Nurture the kid's interests, help them get involved in at least one thing they love. Make suggestions. Encourage involvement and exploration. Research opportunities. But don't force a particular activity or interest. You should be guided what they want to do.

They should take the most rigorous classes if they want top schools, but only if they want to and they can handle them.

Don't pressure them to get top grades. But do get them support if grades go below a B. One of my kids was a straight A student and put this pressure on themself. The other had a couple of Bs early on. One kid needed a tutor after Covid.

They have to want to go to a top college. It's not your college journey. Visit some top colleges and see what they think. Does it appeal to them? In the end, you can encourage and offer them opportunities but you can't make them if they don't respond. It's not healthy to push something they don't want to do. So don't. Mental health is more important than where they go to college.

Get them tutoring or a class for standardized prep if you can afford to and if you have their buy in. I offered to pay for tutoring for both but only if they committed to doing the work. They both said yes, so both did tutoring with good results.

Take the ACT or the SAT but not both. Take practice tests to see which one they prefer and do better on, then just focus prep on that one test.

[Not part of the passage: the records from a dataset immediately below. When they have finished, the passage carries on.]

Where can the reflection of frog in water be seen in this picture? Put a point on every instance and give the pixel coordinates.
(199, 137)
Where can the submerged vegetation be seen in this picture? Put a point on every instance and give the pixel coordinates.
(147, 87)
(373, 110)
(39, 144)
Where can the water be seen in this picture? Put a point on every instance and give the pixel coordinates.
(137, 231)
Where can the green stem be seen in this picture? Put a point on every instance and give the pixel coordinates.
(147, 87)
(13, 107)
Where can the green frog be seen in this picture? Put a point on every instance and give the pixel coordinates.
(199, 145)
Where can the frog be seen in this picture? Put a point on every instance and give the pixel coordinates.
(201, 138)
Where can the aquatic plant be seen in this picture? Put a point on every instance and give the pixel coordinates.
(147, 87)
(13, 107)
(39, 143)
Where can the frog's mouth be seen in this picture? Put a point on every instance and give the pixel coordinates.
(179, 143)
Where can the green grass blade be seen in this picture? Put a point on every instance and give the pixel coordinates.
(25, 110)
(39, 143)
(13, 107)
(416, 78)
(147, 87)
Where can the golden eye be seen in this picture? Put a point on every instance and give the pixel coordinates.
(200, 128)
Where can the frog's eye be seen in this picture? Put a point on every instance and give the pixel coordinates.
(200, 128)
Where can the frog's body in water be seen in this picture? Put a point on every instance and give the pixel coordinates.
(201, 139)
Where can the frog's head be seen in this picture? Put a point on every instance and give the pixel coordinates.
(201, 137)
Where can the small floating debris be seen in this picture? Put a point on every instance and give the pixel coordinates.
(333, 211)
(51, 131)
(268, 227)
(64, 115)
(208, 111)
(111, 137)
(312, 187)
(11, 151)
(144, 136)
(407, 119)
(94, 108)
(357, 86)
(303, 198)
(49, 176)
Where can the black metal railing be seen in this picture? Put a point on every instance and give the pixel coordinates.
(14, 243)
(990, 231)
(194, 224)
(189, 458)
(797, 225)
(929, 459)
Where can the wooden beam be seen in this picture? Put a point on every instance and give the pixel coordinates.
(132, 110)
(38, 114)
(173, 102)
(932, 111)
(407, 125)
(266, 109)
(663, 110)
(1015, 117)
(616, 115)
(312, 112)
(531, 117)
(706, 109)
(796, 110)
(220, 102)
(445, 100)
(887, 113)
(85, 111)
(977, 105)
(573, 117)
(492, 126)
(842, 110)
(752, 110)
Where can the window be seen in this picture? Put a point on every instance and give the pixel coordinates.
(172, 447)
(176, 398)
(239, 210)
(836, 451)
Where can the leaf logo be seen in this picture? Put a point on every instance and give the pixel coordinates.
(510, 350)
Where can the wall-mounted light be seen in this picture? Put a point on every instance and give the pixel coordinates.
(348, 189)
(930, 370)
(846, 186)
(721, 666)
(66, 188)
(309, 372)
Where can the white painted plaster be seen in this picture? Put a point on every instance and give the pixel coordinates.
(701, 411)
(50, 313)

Take the ACT/SAT early and do the prep the summer before jr year. This only works if they have taken enough math, which advanced track kids generally do. This leaves more than enough time to take it again if needed. My kids were so thankful to get it out of the way early and then you know the scores so you can develop a college list accordingly.

Visit schools casually starting the end of sophomore year to determine what appeals to them, such as big vs small, rural vs urban, part of country, etc. You can visit schools in your own area or add visits onto family vacations.

Start early in order to be in a position to apply ED because some schools give a big advantage. Also it's awesome to be done so early.

Be involved. I did a lot of work researching a college list for both kids. Then we also edited essays and the entire app. Looked at every app before they submitted it. Tracked deadlines.


Agree with almost everything (as a parent who got a kid who wasn't very self driven into an elite university)

Be involved is critical - don't leave it up to them, they have no idea.

I disagree with leaving advanced classes, ec's and volunteer up to the child with your guidance. We required volunteer work every summer. We required multiple ec's every year (child pushed back but ultimately did it. Sometimes half heartedly). We encouraged AP classes and set standard of A's. If they didn't meet it, fine, but to everyone's surprise, they did. Setting very high expectations early in HS is critical. Kid never saw themselves as a top student but ended up becoming one.


This was our family.
1 at Ivy, 1 at T10.

Neither really that material. Private HS helped.